ExDAG: an MIQP Algorithm for Learning DAGs
Pavel Rytir, Ales Wodecki, Jakub Marecek
TL;DR
This work tackles learning causal DAG structures by formulating the problem as a mixed-integer quadratic program (MIQP) that yields a maximum likelihood estimator under a structural equation model $X = XW + Z$ with $W$ acyclic. ExDAG solves the MIQP via a branch-and-bound-and-cut framework that adds cycle-exclusion constraints lazily, enabling global convergence without enumerating all cycles beforehand; dual bounds further allow real-time quality assessment. The method demonstrates superior structural Hamming distance and $F_1$ scores on medium-sized graphs (up to $d \le 25$) under Gaussian noise, and shows promising results on a NeurIPS real dataset, outperforming NOTEARS and other baselines.
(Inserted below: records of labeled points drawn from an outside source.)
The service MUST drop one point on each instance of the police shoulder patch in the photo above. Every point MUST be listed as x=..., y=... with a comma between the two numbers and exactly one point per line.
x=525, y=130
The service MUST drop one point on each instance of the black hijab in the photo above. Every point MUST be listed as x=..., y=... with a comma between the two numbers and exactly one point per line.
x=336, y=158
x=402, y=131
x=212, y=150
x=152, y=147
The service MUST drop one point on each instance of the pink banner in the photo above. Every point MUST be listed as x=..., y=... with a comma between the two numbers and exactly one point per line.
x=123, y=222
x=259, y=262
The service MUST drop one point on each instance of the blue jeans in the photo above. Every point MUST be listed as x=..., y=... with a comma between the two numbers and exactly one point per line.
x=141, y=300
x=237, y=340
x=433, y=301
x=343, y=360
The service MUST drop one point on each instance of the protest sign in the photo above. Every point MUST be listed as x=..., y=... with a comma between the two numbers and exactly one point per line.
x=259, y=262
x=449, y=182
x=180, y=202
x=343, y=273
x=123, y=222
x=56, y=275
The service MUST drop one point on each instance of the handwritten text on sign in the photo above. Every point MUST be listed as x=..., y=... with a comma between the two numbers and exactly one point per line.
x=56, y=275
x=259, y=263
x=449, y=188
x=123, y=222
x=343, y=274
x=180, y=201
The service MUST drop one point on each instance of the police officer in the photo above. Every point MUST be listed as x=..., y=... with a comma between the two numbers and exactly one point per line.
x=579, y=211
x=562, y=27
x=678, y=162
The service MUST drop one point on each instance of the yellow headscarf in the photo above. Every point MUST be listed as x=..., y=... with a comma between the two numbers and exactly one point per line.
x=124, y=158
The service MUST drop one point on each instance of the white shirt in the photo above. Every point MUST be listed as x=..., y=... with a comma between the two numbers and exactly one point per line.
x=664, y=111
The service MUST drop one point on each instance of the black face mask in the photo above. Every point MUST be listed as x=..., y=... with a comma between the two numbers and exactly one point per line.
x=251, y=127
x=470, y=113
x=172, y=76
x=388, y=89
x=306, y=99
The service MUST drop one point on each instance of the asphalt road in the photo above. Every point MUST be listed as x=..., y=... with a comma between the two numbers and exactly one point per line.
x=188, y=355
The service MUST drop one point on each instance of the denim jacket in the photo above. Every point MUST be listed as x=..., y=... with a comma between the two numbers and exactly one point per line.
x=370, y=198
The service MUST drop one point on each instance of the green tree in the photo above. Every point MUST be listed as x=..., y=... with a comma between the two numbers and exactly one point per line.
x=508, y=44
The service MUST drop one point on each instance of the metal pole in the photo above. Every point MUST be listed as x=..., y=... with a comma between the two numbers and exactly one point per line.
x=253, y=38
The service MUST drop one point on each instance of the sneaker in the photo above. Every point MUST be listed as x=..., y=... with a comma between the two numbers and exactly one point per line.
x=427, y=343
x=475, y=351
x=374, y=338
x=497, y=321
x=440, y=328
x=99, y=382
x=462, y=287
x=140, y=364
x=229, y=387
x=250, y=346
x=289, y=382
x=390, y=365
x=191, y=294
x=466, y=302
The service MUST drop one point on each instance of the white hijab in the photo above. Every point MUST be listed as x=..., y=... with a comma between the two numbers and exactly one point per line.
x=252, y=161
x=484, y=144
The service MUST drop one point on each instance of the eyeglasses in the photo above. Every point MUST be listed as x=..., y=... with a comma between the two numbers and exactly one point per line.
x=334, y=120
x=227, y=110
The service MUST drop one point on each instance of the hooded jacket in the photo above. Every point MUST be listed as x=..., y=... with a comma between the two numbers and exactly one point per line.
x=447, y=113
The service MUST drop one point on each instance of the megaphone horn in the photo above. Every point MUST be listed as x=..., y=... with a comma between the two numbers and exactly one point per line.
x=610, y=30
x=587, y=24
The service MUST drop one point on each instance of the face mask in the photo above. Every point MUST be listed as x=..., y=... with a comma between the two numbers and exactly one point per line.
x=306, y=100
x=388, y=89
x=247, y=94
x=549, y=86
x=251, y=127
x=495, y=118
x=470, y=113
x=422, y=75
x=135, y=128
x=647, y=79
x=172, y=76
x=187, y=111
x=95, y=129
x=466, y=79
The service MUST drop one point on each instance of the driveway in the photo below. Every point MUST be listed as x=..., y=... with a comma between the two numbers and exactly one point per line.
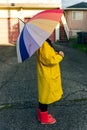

This approach offers scalable, provably global DAG learning with practical applicability in causal inference and related graphical-model tasks, and suggests avenues for future work on graph decompositions and pre-processing to further broaden scalability.
Abstract
There has been a growing interest in causal learning in recent years. Commonly used representations of causal structures, including Bayesian networks and structural equation models (SEM), take the form of directed acyclic graphs (DAGs). We provide a novel mixed-integer quadratic programming formulation and an associated algorithm that identifies DAGs with a low structural Hamming distance between the identified DAG and the ground truth, under identifiability assumptions. The eventual exact learning is guaranteed by the global convergence of the branch-and-bound-and-cut algorithm, which is utilized. In addition to this, integer programming techniques give us access to the dual bound, which allows for a real time assessment of the quality of solution. Previously, integer programming techniques have been shown to lead to limited scaling in the case of DAG identification due to the super exponential number of constraints, which prevent the formation of cycles. The algorithm proposed circumvents this by selectively generating only the violated constraints using the so-called "lazy" constraints methodology. Our empirical results show that ExDAG outperforms state-of-the-art solvers in terms of structural Hamming distance and $F_1$ score when considering Gaussian noise on medium-sized graphs.